Tuesday, November 23, 2004

 

Page 1

 

Court of Appeal Broadens Malpractice Liability to Non-Clients

 

By KENNETH OFGANG, Staff Writer/Appellate Courts

 

A beneficiary under a will, who could not overcome the presumption against allowing persons with special relationships to the testator to inherit, may have a viable claim against the testator’s attorney, the Sixth District Court of Appeal ruled yesterday.

In what the panel acknowledged was an extension of the concept of malpractice liability to a nonclient, first enunciated in California in Lucas v. Hamm (1961) 56 Cal.2d 583, the court reversed a Monterey Superior Court judge’s dismissal of a malpractice suit against the estate of Saul Weingarten.

Weingarten practiced for more than 50 years, most recently in the Monterey County city of Seaside. He died in February of this year, just prior to the entry of judgment in his favor by the trial court.

Caretaker Named

The plaintiff, Simona Orsonio, was the caretaker for Weingarten’s client, Dora Ellis, who died in May 2002. Eight months earlier, Ellis told Weingarten to prepare a new will naming Osornio as executor and sole beneficiary.

After Ellis’ death, the beneficiary under the prior will petitioned for probate and objected to Osornio’s petition for probate, asserting that Osornio’s bequest was barred by Probate Code Sec. 21350(a)(6). That provision, enacted in 1997, bars the “care custodian” of a dependent adult from receiving a donative transfer from his or her charge except as provided in Sec. 21351.

That section permits the bequest under certain specified conditions, including where the named beneficiary can prove by clear and convincing evidence that the bequest was not procured by fraud, menace, duress, or undue influence. Such a showing is not necessary, however, if an independent attorney engaged by the transferor certified to the transferor in writing that he or she reviewed the transfer and determined that it was not procured by fraud, menace, duress, or undue influence.

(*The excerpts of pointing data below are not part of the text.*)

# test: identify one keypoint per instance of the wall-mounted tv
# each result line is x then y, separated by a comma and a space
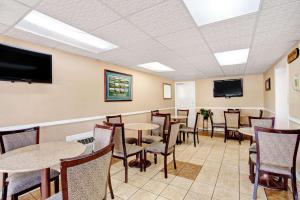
228, 88
23, 65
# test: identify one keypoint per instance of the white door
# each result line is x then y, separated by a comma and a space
281, 95
185, 99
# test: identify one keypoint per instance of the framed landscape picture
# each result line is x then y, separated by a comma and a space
117, 86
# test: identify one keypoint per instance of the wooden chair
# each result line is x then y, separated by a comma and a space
123, 150
103, 136
215, 125
157, 135
193, 130
232, 124
17, 184
117, 119
164, 149
276, 155
85, 177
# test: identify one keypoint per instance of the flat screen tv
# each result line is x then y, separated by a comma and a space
228, 88
23, 65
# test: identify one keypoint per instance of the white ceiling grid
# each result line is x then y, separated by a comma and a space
164, 31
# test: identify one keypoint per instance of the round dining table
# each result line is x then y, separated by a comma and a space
39, 157
140, 127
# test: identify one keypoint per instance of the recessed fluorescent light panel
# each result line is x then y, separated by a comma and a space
156, 66
210, 11
48, 27
232, 57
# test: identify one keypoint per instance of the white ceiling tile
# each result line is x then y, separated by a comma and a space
86, 15
22, 35
273, 3
30, 2
3, 28
11, 11
230, 44
121, 33
163, 18
128, 7
233, 28
188, 37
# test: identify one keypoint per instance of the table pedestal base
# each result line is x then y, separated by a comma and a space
269, 181
137, 163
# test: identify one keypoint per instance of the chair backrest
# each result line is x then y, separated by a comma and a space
277, 147
10, 140
261, 112
85, 177
161, 120
183, 112
103, 136
118, 138
233, 110
232, 119
264, 122
172, 135
114, 119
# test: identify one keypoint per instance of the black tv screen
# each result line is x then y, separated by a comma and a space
23, 65
228, 88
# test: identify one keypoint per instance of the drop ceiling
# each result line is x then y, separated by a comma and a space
164, 31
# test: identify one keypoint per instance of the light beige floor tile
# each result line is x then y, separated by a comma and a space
138, 180
125, 191
203, 189
143, 195
196, 196
154, 186
161, 177
182, 182
225, 194
173, 192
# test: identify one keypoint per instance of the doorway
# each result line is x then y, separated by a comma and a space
185, 96
281, 95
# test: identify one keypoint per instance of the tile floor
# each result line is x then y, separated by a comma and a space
213, 170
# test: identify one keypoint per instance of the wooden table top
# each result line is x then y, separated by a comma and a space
141, 126
39, 156
247, 131
178, 117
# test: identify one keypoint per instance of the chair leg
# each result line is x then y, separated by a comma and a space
14, 197
165, 166
145, 158
126, 170
174, 161
294, 185
110, 187
255, 184
56, 185
142, 163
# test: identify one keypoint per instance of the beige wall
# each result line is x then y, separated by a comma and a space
269, 96
77, 91
252, 97
294, 96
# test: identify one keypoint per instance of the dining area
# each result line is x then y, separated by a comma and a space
266, 156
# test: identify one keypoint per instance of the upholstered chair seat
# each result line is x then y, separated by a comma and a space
130, 150
158, 147
271, 168
21, 181
57, 196
156, 134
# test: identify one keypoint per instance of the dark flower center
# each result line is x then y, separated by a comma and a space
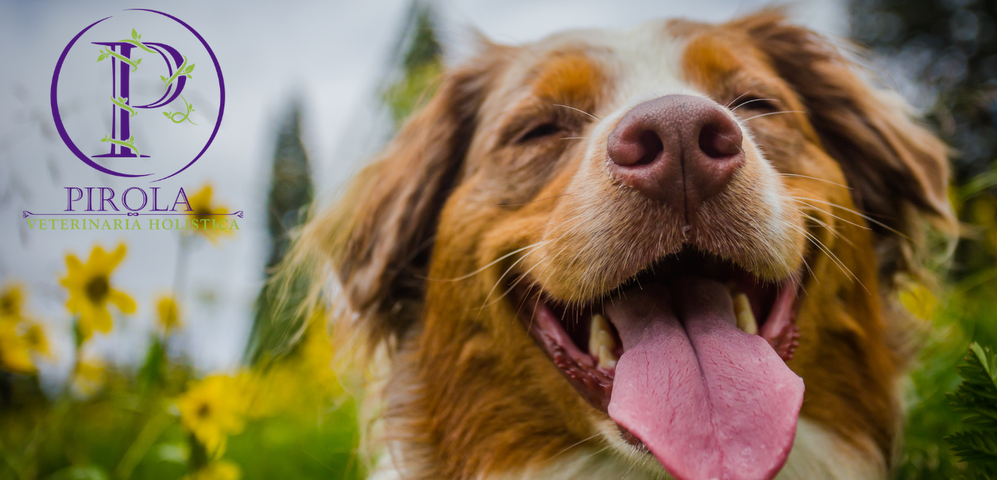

Osornio alleged in her complaint that Weingarten was negligent in failing “to include a Certificate of Independent Review as required by California Probate Code Section 21350 et seq.” Judge Michael S. Fields sustained Weingarten’s demurrer without leave to amend.

Santa Clara Superior Court Judge Brian Walsh, sitting on the Court of Appeal by assignment, agreed that Osornio failed to state a cause of action, since the Certificate of Independent Review is not a document that is included in a will, but is separate and apart from the will.

But the jurist also concluded that the plaintiff should be able to state a cause of action by amendment, alleging that Weingarten negligently failed to refer Ellis to an independent attorney or to advise her of the presumptive disqualification.

California, Walsh explained, does not strictly follow the historic requirement that a victim of attorney negligence must be in privity with the attorney in order to sue. Rather, under Lucas and other cases, an attorney may owe a duty to the intended beneficiary of the action the client retains the attorney to take.

Six Factors

Under Lucas, Walsh noted, there are six factors a court must look to in determining whether imposition of a duty to a nonclient is supported by public policy. They include whether the transaction was intended to affect the plaintiff, whether harm to the plaintiff was foreseeable, the degree of certainty of the plaintiff’s injury, the closeness between the defendant’s conduct and the plaintiff’s injury, the extent to which imposing liability is likely to deter future harm, and the extent of the burden that a finding of duty will place on the legal profession.

Application of those factors to Osornio’s case supports remanding the case to allow her to sue, Walsh concluded. Were the court to rule otherwise, he wrote, “no one would be left to enforce the testator’s right to be effectively represented.”

The case is Osornio v. Weingarten, 04 S.O.S. 6071.